MILANO, 21 novembre (Reuters) - Mondo Spa, conglomerata industriale con produzioni che spaziano dalle attrezzature sportive alle pavimentazioni e agli yacht, vede opportunità d'acquisizioni dalla crisi finanziaria ed economica in atto e non esclude un'intesa tattica con un fondo di private equity.

Parlando a margine del Mid-Market Forum, organizzato da M&A International, Luigi Benedetto, general manager e cfo di Mondo Group, e Maurizio Stroppiana, vice presidente ed esponente della terza generazione della famiglia che controlla il gruppo, hanno spiegato il senso della loro presenza a un evento che ha visto la partecipazione di oltre 350 soggetti, tra imprenditori, advisor e operatori di private equity, provenienti da 40 Paesi, con circa mille appuntamenti one-to-one.

"Vogliamo guardare avanti di tre-quattro anni", ha detto Benedetto. "Ci interessano, in particolare, le aree di Sudamerica, India e Russia".

La crisi in atto, ritengono i vertici di Mondo, potrebbe aprire la strada ad acquisizioni a buon mercato. "Vogliamo sviluppare alcuni prodotti di punta", ha argomentato Benedetto. "L'apertura di siti produttivi e lo sviluppo delle politiche commerciali sono collegati: l'idea è creare una base produttiva light per vendere l'italianità".
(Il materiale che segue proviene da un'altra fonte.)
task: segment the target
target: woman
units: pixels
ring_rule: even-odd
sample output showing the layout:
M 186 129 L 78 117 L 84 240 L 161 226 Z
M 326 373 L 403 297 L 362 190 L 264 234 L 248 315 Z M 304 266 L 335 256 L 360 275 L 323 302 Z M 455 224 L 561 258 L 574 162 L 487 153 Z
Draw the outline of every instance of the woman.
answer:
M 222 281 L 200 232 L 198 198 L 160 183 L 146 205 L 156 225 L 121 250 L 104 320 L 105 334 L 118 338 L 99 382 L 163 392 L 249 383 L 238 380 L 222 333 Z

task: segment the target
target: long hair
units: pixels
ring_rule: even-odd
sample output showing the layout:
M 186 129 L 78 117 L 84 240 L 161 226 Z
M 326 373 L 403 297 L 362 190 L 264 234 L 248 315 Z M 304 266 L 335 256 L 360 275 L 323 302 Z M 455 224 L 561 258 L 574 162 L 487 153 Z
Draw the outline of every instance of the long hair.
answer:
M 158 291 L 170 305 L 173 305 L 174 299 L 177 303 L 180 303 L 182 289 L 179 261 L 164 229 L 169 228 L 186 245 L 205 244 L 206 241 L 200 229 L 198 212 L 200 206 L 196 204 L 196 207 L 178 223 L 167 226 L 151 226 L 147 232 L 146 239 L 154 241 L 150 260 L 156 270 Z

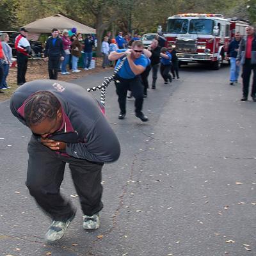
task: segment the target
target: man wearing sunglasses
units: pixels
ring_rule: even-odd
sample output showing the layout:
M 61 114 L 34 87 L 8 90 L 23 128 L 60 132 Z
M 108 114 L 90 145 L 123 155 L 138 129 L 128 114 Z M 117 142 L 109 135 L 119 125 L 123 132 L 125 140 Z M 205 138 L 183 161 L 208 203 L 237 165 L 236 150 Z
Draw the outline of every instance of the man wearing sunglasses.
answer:
M 118 60 L 116 63 L 118 66 L 125 55 L 127 55 L 127 58 L 117 72 L 116 79 L 115 81 L 120 109 L 118 119 L 125 118 L 126 97 L 127 90 L 131 90 L 135 98 L 135 115 L 142 122 L 147 122 L 148 118 L 142 112 L 143 86 L 140 75 L 148 65 L 147 58 L 150 57 L 151 52 L 144 49 L 141 41 L 134 41 L 131 49 L 122 49 L 111 52 L 109 60 L 111 61 Z
M 26 184 L 52 219 L 47 241 L 60 239 L 76 214 L 70 201 L 60 193 L 66 163 L 83 212 L 83 227 L 98 228 L 103 207 L 101 170 L 120 152 L 98 102 L 78 85 L 36 80 L 14 92 L 10 108 L 32 132 Z

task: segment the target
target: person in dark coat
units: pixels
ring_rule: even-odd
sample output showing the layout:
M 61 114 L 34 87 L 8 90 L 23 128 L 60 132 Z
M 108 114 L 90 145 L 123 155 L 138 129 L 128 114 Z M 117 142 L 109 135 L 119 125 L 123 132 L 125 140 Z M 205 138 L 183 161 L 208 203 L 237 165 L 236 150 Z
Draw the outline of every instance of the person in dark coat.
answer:
M 60 239 L 76 215 L 76 208 L 60 191 L 66 163 L 83 212 L 83 227 L 98 228 L 103 207 L 102 168 L 120 154 L 100 103 L 77 84 L 35 80 L 14 92 L 10 108 L 32 132 L 26 184 L 52 220 L 47 241 Z

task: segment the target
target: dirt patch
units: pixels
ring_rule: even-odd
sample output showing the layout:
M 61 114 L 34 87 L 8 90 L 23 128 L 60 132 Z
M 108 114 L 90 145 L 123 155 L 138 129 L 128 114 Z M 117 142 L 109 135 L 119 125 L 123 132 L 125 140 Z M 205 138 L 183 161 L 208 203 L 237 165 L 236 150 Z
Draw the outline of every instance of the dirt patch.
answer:
M 84 70 L 79 68 L 81 71 L 79 73 L 72 73 L 70 70 L 69 75 L 61 75 L 59 73 L 58 79 L 60 81 L 69 81 L 77 78 L 92 75 L 104 71 L 105 69 L 101 67 L 102 60 L 101 58 L 96 59 L 95 68 L 90 70 Z M 70 70 L 68 70 L 69 72 Z M 28 82 L 36 79 L 49 79 L 47 63 L 42 60 L 29 60 L 28 65 L 28 71 L 26 74 L 26 79 Z M 17 85 L 17 67 L 10 68 L 9 75 L 7 77 L 7 82 L 10 89 L 3 90 L 4 93 L 0 94 L 0 101 L 9 99 L 13 92 L 18 88 Z

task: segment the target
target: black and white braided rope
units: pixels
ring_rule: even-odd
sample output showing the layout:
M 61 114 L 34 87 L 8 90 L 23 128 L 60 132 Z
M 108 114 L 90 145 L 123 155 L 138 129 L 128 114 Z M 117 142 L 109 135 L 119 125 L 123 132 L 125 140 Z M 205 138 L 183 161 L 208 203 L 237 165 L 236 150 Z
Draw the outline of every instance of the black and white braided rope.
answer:
M 92 87 L 87 89 L 87 92 L 95 92 L 97 90 L 100 90 L 100 102 L 102 103 L 103 106 L 105 106 L 106 102 L 106 88 L 109 85 L 110 83 L 112 81 L 114 81 L 115 79 L 117 72 L 122 68 L 124 61 L 125 61 L 127 58 L 127 56 L 125 55 L 124 58 L 121 60 L 120 63 L 116 67 L 116 68 L 115 70 L 114 73 L 109 77 L 105 77 L 104 81 L 100 85 L 98 85 L 97 87 Z

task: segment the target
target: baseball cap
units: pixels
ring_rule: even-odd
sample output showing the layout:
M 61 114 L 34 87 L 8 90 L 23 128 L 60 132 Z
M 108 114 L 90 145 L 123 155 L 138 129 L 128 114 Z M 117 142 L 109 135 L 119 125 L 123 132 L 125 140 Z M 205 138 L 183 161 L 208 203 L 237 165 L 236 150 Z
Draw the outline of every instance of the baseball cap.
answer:
M 28 30 L 26 28 L 20 28 L 20 31 L 28 32 Z

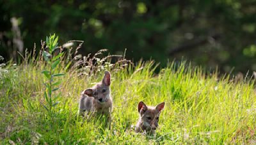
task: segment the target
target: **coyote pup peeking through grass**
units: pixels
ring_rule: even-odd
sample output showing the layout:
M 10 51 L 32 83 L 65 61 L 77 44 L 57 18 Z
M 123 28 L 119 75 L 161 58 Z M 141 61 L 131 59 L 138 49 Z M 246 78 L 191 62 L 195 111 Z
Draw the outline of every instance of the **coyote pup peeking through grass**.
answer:
M 138 106 L 140 119 L 135 127 L 135 131 L 136 132 L 145 131 L 147 134 L 155 135 L 160 113 L 164 107 L 164 102 L 160 103 L 156 107 L 152 107 L 147 106 L 143 102 L 140 102 Z
M 106 115 L 108 121 L 111 120 L 113 103 L 110 95 L 110 72 L 105 71 L 101 82 L 82 92 L 79 102 L 79 114 L 84 116 L 86 111 L 95 112 Z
Mondo, in particolare, ha un prodotto di punta da vendere all'estero: le piste di atletica, quelle che, alle ultime Olimpiadi di Pechino, hanno visto volare Usain Bolt.

C'è poi il capitolo pavimentazioni: "Abbiamo un portafoglio ordini che ci garantisce per i prossimi mesi", dice Benedetto. "Guardando più avanti, il rilancio dell'economia non potrà che passare dagli investimenti nelle infrastrutture".
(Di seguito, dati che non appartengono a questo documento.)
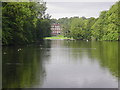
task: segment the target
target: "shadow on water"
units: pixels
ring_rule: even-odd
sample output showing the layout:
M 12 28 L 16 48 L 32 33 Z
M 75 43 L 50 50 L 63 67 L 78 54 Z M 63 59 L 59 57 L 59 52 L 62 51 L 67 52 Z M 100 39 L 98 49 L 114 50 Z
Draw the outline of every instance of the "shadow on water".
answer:
M 117 86 L 118 42 L 45 40 L 3 47 L 2 56 L 3 88 Z
M 50 47 L 47 43 L 47 47 Z M 42 85 L 46 76 L 41 59 L 45 53 L 44 47 L 45 45 L 3 47 L 2 87 L 32 88 Z
M 91 61 L 97 60 L 103 68 L 108 68 L 112 75 L 118 77 L 118 43 L 119 42 L 86 42 L 64 41 L 64 44 L 72 49 L 74 58 L 82 58 L 84 55 Z M 76 48 L 76 49 L 75 49 Z M 77 60 L 77 59 L 74 59 Z

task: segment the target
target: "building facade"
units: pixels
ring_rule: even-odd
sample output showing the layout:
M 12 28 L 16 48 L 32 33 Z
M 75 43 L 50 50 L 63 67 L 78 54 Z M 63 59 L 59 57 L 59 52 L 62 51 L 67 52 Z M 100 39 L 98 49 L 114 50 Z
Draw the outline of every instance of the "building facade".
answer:
M 56 23 L 54 23 L 54 24 L 52 24 L 51 25 L 51 31 L 52 31 L 52 36 L 56 36 L 56 35 L 59 35 L 59 34 L 61 34 L 62 33 L 62 28 L 61 28 L 61 25 L 60 24 L 56 24 Z

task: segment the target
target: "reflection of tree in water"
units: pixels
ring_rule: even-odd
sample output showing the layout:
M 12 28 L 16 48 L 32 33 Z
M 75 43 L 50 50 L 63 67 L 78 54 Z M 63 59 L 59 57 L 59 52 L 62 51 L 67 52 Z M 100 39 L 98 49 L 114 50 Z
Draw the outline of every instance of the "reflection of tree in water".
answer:
M 81 58 L 86 55 L 92 61 L 98 60 L 102 67 L 107 67 L 118 77 L 118 42 L 65 41 L 64 45 L 76 48 L 71 49 L 74 60 L 82 60 Z
M 45 69 L 38 46 L 3 47 L 3 88 L 31 88 L 42 84 Z

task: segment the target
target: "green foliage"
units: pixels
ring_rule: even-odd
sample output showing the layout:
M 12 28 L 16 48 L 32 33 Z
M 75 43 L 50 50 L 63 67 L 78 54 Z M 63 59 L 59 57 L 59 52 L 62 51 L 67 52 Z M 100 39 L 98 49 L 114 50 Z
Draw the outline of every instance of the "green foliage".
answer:
M 45 18 L 45 10 L 45 2 L 4 2 L 3 45 L 32 43 L 50 35 L 50 20 Z
M 118 28 L 120 23 L 118 22 L 118 5 L 117 2 L 113 5 L 109 11 L 101 12 L 100 17 L 96 23 L 92 26 L 92 34 L 96 40 L 119 40 Z
M 102 11 L 98 18 L 71 17 L 52 19 L 52 22 L 60 23 L 63 34 L 80 40 L 120 40 L 120 2 L 113 5 L 110 10 Z

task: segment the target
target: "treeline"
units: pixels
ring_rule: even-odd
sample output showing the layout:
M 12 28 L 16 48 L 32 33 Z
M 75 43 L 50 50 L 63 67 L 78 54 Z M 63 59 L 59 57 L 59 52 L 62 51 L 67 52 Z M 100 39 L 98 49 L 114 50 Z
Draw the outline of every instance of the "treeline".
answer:
M 50 16 L 45 2 L 3 2 L 2 44 L 39 42 L 50 36 Z
M 113 5 L 110 10 L 102 11 L 98 18 L 71 17 L 52 19 L 60 23 L 63 34 L 79 40 L 120 40 L 120 2 Z

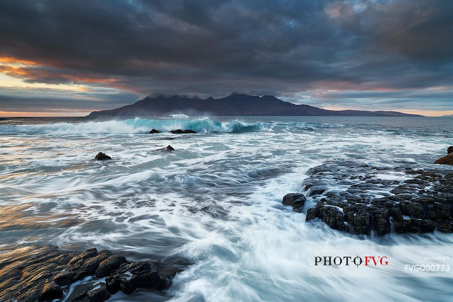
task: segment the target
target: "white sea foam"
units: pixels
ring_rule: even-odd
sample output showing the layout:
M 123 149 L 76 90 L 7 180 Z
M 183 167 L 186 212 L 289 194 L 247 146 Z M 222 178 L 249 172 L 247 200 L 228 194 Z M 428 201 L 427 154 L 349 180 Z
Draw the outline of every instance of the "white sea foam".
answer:
M 376 254 L 380 245 L 452 244 L 451 236 L 345 234 L 321 221 L 306 223 L 305 214 L 283 206 L 281 198 L 303 191 L 309 169 L 332 159 L 432 167 L 450 137 L 384 135 L 348 125 L 346 118 L 285 118 L 3 125 L 0 207 L 20 209 L 0 245 L 80 245 L 167 263 L 169 257 L 186 258 L 191 265 L 167 290 L 175 300 L 449 301 L 451 280 L 315 278 L 308 275 L 307 257 L 311 245 L 365 246 Z M 153 128 L 206 134 L 136 135 Z M 174 139 L 162 139 L 169 137 Z M 175 152 L 155 152 L 169 143 Z M 113 160 L 91 161 L 100 151 Z M 307 204 L 314 203 L 309 197 Z M 150 299 L 144 292 L 111 298 Z

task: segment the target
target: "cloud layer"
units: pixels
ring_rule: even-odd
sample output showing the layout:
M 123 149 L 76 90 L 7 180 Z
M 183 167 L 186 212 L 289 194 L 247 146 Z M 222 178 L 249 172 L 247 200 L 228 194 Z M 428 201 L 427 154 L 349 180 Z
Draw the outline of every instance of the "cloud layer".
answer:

Insomma, se quest'anno "i costi delle materie prime hanno inciso sui margini (Ebitda stabile attorno al 10%, su un fatturato che dovrebbe attestarsi a 320-330 milioni)", nel 2009 Mondo vede "prospettive positive". Da qui la decisione di guardarsi attorno, forti anche di una solidità patrimoniale che rende il gruppo tranquillo rispetto ai rapporti con le banche.

La crescita all'estero potrebbe passare attraverso "accordi tattici con fondi di private equity", dice Benedetto. In passato, Mondo ha chiuso più volte le porte in faccia agli specialisti dei buyout: "Avevano un atteggiamento poco lungimirante, troppo basato sui numeri, aggressivo", spiega Stroppiana.